Once every touch has been identified, determine how to weigh each one so that their values can be properly assessed. Here are three basic strategies for assigning those values:
- Timing: Some touches may weigh heavier based on when they happened in the buyer cycle. Usually, the touch that triggered key behavior from a buyer is assigned more value than a top-of-funnel touch that took place months or years prior.
- Role: Programs that targeted and influenced the key decision maker in an organization may be assigned more weight than those that spoke to other influencers. Just make sure that the scales tip in favor of the actual decision maker, not necessarily the people higher on the leadership flow chart.
- Program type: Programs that require greater engagement may be weighted higher than those that do not. A webinar or live demo, for example, requires more participation from prospects and would most likely influence them more than an infographic.
Some assumptions are necessary for this method, and that's OK. Just make sure you are prepared to defend them to the C-suite, or you may risk invalidating the whole process.
Method 4: Test and Control Groups
Test and control groups are a great way to measure the actual—not the projected or assumed—impact of a marketing campaign on your target audience.

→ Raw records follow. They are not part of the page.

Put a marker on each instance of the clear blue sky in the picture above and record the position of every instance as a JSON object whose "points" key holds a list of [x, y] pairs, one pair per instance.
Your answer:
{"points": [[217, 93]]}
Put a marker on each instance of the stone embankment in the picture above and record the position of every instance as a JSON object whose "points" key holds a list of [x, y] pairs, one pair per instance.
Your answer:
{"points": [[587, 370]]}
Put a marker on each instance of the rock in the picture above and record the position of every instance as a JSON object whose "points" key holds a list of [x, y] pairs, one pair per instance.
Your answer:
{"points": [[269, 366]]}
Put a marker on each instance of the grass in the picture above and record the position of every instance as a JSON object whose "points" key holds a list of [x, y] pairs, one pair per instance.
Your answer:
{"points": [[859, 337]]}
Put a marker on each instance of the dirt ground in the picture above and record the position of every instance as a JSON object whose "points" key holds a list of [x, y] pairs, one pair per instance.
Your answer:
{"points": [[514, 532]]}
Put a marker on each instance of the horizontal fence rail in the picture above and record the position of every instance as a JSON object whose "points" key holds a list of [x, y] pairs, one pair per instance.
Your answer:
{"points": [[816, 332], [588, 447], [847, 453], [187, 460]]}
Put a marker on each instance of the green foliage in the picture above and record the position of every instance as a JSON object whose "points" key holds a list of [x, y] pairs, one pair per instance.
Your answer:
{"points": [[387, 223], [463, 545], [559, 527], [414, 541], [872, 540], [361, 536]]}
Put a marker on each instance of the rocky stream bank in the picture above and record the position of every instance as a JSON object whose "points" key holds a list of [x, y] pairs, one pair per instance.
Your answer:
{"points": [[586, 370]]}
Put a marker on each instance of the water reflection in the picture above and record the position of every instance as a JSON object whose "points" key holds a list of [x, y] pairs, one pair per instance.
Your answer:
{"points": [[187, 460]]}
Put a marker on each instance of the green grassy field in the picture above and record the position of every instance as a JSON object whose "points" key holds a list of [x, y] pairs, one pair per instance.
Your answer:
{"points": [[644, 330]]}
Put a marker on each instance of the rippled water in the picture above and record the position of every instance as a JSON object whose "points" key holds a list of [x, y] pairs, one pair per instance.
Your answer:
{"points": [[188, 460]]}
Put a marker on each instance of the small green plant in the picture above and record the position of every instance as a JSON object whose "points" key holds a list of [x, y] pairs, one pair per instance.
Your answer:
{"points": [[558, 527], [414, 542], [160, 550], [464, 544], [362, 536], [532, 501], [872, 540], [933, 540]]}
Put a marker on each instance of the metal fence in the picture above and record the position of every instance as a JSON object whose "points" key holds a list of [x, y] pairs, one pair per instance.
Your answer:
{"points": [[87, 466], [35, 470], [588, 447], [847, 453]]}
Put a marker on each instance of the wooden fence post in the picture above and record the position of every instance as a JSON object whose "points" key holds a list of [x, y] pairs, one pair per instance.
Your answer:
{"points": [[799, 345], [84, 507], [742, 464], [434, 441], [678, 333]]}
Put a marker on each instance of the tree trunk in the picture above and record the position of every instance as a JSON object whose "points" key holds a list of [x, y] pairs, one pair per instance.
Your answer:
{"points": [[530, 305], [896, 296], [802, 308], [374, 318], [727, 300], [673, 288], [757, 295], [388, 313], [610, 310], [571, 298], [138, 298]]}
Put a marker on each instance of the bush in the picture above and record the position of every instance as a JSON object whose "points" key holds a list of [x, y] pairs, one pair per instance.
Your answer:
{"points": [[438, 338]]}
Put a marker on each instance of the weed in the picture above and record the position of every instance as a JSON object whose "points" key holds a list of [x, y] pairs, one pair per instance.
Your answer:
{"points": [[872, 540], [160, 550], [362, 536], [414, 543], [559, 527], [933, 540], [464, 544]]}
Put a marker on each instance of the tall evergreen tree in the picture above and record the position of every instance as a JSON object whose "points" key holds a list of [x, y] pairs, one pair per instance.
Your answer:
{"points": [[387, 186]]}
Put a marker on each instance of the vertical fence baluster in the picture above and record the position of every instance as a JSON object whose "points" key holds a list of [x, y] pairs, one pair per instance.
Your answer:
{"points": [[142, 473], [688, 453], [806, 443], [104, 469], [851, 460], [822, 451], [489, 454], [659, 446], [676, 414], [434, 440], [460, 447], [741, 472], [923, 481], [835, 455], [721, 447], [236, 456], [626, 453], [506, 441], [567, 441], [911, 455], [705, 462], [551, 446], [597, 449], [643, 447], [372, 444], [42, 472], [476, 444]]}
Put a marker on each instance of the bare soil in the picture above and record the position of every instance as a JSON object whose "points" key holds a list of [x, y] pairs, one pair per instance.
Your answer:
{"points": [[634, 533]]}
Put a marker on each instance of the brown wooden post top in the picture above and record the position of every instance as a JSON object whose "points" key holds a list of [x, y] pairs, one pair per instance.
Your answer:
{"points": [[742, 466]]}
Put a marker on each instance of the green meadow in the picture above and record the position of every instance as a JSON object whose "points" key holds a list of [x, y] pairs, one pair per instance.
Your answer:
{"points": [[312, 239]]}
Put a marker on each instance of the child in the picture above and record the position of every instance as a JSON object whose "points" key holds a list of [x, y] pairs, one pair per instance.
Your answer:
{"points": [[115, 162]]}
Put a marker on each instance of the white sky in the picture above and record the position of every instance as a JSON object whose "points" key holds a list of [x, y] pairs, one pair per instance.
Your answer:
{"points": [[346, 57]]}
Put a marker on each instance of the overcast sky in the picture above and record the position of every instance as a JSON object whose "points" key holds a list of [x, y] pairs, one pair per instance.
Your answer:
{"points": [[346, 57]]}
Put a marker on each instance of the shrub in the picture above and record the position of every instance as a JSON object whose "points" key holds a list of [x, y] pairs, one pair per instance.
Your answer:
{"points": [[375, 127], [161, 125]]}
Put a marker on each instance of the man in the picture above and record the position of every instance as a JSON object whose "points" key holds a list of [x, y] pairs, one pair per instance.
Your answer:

And in theory, it's as easy as your middle school science fair experiment!
Using test and control groups requires a little extra strategy from the start—you have to plan a program to be test-able. The goal is to apply the factor you want to measure to one part of your target market. So make sure you divide your audience into two groups that match up on other basic metrics.
Method 5: Full Market Mix Modeling (MMM)
Marketing Mix Modeling (MMM) demonstrates how each unique marketing touch, as well as non-marketing variables, impact sales volume. Statistical techniques create complex equations that can take into account an infinite number of factors, including:
- Economic conditions
To be effective, this model requires a lot of data. So much so that most marketers find that MMM consumes too much time and energy. This explains why only 3% of B2B marketers use it.